Thursday, May 10, 2012

MOM'S DAY



 I wanted to write about Moms today, even though all the Moms I knew and loved are gone from my life, except my daughters and daughter- in- law. My birth mother was gone before I was four. My stepmother, who was the best ever, passed when I was in my thirties, and the one who was mom to my kids and me for forty-nine years, was taken from us last year. So you try to get logical, and you say, ‘What is Mother’s Day to me, anymore?” Well, Mothers Day is when we honor ALL our mothers. That maternal bond that we all have, is so strong, it never leaves us. Moms may hold our hand for only a short while, but they hold our hearts all the days of their lives.

There is an old Irish proverb that says. “A man loves his sweethearts the most, his wife the best and his mother forever.” I was so amazed, when our first child was born, to see the transformation of my wife in becoming a mom. She had, before that time, been my buddy, my lover and my best friend. Nothing much changed when we were married, except we were now husband and wife. But the day she became a mom, it was as if some inner talent, that she was never really taught, went into effect and she literally glowed in her new responsibility. I think she realized that, for the first time in her life, someone was totally dependent on her. She had grown this child in her body and had given birth to it and now, for the next eighteen years, she needed to take care of it the best way she knew how. This process would be repeated two more times, and each time, it seemed that she found the time to give them all the same amount of attention. There were no favorites.

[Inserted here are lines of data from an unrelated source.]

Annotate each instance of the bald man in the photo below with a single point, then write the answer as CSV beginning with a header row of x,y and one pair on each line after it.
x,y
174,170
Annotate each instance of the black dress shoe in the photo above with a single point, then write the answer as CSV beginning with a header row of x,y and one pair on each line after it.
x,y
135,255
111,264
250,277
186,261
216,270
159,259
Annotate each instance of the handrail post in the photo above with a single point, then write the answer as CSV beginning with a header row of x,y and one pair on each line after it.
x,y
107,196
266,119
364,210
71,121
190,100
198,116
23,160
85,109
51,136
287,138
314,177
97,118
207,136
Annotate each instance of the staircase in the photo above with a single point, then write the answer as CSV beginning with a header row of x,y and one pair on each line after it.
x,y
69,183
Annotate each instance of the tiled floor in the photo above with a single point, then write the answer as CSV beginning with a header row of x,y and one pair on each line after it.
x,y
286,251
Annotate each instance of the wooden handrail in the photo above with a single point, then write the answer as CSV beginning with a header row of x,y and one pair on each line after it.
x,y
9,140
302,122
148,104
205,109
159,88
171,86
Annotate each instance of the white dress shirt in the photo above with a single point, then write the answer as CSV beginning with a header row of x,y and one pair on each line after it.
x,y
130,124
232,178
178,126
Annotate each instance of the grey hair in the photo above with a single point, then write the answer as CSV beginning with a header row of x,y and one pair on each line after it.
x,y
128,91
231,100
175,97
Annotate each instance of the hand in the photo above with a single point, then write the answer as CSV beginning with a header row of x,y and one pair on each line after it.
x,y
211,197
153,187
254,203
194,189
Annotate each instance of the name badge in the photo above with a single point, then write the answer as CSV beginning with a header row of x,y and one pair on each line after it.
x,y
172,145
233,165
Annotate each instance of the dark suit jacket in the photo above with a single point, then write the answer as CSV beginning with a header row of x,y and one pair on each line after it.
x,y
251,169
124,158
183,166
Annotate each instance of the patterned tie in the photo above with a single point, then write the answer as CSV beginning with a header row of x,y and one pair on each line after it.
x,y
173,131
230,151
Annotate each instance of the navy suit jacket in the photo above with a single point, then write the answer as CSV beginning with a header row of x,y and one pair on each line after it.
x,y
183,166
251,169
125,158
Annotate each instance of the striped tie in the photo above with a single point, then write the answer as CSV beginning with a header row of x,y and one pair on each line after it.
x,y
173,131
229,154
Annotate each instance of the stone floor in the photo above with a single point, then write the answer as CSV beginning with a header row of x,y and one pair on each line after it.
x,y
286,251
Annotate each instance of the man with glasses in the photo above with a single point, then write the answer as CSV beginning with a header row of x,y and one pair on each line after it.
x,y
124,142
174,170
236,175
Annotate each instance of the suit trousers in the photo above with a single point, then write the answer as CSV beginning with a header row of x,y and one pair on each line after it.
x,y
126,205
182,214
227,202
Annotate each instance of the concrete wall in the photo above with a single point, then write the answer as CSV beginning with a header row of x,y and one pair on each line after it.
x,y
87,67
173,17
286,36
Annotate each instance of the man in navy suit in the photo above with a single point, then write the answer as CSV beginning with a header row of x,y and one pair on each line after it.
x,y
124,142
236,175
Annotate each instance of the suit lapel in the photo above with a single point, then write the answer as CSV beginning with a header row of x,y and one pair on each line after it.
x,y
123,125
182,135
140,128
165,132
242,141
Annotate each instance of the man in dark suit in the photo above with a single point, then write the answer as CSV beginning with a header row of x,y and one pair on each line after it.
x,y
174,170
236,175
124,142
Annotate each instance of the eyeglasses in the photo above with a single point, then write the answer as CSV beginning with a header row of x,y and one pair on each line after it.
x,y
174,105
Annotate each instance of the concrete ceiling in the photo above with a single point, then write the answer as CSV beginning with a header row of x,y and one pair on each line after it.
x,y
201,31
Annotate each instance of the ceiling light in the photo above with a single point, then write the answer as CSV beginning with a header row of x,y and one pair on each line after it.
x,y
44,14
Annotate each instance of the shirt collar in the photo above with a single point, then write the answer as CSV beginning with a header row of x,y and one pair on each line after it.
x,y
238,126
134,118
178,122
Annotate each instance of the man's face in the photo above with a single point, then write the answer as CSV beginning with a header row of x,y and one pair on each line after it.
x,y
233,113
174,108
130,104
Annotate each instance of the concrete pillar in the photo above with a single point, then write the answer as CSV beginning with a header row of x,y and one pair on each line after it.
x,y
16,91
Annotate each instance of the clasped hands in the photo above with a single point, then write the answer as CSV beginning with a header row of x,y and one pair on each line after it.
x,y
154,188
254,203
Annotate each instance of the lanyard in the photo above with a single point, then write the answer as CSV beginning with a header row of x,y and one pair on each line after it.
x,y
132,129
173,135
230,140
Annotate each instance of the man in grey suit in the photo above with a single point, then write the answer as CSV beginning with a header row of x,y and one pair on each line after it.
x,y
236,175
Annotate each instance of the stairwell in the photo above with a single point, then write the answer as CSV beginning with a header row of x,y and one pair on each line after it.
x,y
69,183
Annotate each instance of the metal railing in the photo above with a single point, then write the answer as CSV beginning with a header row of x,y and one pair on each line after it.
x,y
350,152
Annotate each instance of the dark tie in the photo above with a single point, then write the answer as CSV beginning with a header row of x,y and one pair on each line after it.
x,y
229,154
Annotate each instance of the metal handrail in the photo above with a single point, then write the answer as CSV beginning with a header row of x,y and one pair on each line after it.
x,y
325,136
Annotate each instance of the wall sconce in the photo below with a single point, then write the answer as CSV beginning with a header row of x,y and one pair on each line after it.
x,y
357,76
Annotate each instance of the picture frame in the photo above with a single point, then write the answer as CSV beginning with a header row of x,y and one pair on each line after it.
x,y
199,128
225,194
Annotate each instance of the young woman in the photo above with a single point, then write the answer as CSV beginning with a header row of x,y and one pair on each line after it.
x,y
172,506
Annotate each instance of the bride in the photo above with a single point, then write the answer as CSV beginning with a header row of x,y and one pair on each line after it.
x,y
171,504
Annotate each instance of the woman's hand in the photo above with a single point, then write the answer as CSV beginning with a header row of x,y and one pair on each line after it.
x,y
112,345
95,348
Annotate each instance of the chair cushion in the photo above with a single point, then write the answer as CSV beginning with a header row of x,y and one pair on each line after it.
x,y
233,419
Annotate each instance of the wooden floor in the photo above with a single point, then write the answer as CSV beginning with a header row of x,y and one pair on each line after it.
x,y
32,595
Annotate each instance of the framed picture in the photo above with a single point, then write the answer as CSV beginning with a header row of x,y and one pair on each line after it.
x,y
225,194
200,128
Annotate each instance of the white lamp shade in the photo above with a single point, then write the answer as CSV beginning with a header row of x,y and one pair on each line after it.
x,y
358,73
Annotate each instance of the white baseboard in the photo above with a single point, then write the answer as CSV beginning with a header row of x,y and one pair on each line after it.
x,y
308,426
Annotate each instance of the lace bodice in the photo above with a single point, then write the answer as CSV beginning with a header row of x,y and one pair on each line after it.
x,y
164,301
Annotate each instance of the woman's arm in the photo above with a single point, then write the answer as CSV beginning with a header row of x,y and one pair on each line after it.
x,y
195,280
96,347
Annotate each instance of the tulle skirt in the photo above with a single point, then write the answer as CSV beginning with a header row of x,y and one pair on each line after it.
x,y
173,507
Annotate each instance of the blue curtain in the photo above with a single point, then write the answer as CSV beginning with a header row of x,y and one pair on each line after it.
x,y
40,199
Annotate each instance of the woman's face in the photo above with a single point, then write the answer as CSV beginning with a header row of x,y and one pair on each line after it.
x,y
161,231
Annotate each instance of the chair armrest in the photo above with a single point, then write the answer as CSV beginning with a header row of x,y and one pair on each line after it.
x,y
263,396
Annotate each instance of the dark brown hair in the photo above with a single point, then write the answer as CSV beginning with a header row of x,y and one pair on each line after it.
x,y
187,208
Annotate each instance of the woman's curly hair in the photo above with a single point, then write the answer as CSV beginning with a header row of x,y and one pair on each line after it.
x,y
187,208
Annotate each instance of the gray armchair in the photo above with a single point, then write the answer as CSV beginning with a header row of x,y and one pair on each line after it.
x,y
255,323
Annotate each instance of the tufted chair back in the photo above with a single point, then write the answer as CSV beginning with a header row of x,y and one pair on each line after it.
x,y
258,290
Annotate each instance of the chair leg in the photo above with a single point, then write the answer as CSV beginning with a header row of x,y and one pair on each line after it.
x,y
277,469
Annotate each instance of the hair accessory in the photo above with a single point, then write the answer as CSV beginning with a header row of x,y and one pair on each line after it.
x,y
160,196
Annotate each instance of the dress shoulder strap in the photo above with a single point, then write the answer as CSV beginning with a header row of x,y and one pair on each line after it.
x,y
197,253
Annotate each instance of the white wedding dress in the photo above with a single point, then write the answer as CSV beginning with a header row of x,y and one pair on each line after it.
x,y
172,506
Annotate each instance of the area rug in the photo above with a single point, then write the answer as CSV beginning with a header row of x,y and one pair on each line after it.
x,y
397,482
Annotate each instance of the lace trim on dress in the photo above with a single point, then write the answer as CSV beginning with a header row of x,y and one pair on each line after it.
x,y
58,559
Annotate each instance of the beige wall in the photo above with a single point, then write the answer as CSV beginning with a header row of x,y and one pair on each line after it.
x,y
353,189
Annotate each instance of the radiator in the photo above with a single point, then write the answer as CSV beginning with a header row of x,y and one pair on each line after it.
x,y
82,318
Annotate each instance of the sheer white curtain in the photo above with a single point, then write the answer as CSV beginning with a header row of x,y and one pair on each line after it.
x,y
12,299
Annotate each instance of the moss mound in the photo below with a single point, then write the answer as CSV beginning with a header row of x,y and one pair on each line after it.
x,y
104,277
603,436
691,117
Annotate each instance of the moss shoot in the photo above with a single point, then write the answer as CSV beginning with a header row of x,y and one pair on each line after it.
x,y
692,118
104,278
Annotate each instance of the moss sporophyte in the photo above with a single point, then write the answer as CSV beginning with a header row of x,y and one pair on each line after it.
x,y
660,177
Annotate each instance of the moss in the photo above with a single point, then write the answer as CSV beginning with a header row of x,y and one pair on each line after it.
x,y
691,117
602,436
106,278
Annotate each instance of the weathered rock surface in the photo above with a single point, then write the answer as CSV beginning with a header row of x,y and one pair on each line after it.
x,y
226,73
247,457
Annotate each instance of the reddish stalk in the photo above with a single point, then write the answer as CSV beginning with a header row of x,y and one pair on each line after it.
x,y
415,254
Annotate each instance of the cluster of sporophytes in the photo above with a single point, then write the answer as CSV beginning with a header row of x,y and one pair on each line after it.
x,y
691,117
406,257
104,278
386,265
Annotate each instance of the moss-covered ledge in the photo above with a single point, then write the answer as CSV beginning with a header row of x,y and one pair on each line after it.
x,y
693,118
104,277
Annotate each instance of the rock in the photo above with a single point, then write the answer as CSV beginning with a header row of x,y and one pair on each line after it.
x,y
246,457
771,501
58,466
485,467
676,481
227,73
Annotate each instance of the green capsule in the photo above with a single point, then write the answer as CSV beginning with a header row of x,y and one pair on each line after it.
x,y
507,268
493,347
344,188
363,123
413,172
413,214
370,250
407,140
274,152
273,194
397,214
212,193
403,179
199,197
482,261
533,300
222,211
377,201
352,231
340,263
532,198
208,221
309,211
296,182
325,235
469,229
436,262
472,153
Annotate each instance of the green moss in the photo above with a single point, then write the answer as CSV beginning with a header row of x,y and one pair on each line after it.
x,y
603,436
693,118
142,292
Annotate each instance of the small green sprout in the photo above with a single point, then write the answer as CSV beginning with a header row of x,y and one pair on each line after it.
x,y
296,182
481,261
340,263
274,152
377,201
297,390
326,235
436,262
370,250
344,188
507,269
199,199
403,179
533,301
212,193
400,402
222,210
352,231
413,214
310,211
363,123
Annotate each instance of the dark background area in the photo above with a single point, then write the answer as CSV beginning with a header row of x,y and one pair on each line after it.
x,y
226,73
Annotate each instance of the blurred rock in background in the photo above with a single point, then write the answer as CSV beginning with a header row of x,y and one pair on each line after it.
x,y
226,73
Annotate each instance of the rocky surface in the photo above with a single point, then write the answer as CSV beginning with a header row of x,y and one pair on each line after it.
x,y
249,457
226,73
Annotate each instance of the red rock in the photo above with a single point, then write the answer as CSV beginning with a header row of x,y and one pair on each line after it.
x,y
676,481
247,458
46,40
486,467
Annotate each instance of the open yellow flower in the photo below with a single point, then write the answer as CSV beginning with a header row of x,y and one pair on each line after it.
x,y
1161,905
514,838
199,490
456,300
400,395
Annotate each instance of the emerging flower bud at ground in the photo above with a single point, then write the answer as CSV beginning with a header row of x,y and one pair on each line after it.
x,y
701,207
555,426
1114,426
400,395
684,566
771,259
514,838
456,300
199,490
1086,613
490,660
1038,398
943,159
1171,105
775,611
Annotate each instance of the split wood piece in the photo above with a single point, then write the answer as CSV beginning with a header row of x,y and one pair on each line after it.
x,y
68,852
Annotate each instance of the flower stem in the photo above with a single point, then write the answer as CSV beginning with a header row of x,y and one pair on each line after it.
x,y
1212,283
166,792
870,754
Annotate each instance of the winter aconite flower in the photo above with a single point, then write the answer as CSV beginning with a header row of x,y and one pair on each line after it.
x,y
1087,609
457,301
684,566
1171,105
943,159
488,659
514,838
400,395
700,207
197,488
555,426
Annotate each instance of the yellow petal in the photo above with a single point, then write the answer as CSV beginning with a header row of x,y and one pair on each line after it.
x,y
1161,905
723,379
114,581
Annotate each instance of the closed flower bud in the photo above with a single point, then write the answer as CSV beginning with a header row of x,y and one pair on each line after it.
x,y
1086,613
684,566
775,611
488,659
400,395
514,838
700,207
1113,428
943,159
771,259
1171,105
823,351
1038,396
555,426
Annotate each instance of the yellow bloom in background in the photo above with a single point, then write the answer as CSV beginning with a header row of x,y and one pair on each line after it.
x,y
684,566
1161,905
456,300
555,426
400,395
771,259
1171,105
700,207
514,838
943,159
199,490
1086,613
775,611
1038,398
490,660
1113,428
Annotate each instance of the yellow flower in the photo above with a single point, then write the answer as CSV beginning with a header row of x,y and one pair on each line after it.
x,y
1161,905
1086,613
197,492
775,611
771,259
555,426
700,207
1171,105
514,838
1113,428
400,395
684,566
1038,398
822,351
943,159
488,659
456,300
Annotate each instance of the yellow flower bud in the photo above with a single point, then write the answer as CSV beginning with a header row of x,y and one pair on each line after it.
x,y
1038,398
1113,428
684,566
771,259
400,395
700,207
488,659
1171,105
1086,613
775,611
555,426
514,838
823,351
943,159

As for me—yes, I had responsibilities, and they were my kids too, but it seemed like I had to learn to be a dad, and I wasn’t preprogrammed like she had been. You see it in the animal kingdom, when the female dog gives birth to her pups; she licks them clean and nurses them. She usually puts the run on the male at this time, because she knows he’s no help, and is more of a threat than anything. It’s her responsibility and she accepts that. Forgive me, moms, for my analogy using an animal, but I’m trying to get a point across here, and it’s the only way I know how. The point being—that true motherhood is inherent.

When my wife died, my kids weren’t the only one to lose their mom; the whole family lost its mom. I have, in the last few months, realized all of the things she did for me, too. I can cook and clean and wash my own clothes, but I can’t take of myself physically and emotionally the way she did. Think about walking in the sun someday, and suddenly realizing you have no shadow. That’s what true loneliness is all about.  Maybe she knew that, when I left my mom to take her as my partner, there was going to be some mothering involved with it. I think all wives will agree, that the biggest kid they have, is the one they married. That man never really grows away from his mom, and she now has to fill that void. There has to be a special place, in heaven, for mothers. I only hope, if I get to heaven, they will let me visit.